Massimo D’Alema è certamente una persona dotata di una grande intelligenza.

Proprio con riferimento alla sua intelligenza ho potuto in qualche modo rispondere a mio figlio numero due, Antonio (Indiana University), che mi chiedeva già anni addietro per quale mistero ogni uscita di D’Alema, solitamente silente, provocasse una forte scossa nella sinistra italiana.

La verità è che si tratta di un mistero che non mi spiego, se non con il carisma del personaggio e con i seguaci su cui egli può contare all’interno dell’area politica di appartenenza: più vasta dei partitini nei quali ogni tanto si arroccano i più nostalgici di riti e modi della sinistra che fu.

Sono sempre stato attento alle dichiarazioni e prese di posizione di D’Alema proprio per questa capacità di determinare linee politiche.

Ma ricordo con chiarezza che la politica fiscale dei suoi due governi consecutivi (dall’ottobre 1998 all’aprile 2000), col Ministro delle Finanze Visco, mi fecero sentire nemico dello Stato per l’appartenenza alla categoria delle “partite Iva”, quale libero professionista. Da cui un voto alle elezioni per me anomalo, che provocò nel mio citato figlio Antonio (all’epoca sedicenne), una reazione di rabbia: «tu non puoi fare queste cose», con tiro di un forte pugno sul muro e conseguente rottura della mano.

L’ho studiato molto questa settimana, D’Alema. Credo proprio si tratti di una persona di grande intelligenza, magari resa meno efficace da quella sorta di livore annotata da Antonio Polito con l’articolo «Quirinale, D’Alema e gli altri leader del “partito dei rancori” sulla strada per il colle» (mercoledì 5 gennaio sul “Corriere”).
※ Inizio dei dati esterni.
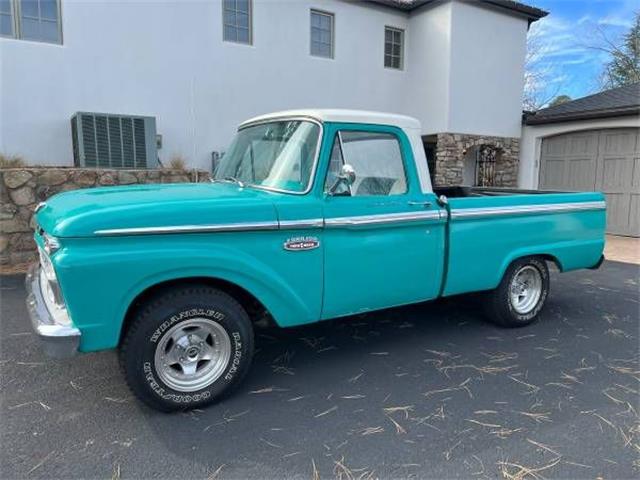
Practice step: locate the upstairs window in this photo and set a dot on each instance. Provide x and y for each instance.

Credo, però, che come spesso accade, l’intelligenza possa essere settoriale e non sia da sola sufficiente, potendo portare anche a soluzioni irrazionali: sull’argomento c’è un’intera letteratura che mi è capitato sporadicamente di leggere in maniera disorganica; quindi non mi dilungo.

Ciò che mi lascia perplesso nella sortita di D’Alema è la sua conclusione (come riportata da “Il fatto quotidiano” del 2 gennaio,  “Massimo D’Alema vuole tornare nei Dem”): «Si faccia un passo decisivo in avanti nella ricostruzione di una grande forza progressista. Alla fine non sarà il partito che volevamo noi, ma secondo me vale la pena di portare questo patrimonio che noi rappresentiamo nel contesto di una forza più grande”.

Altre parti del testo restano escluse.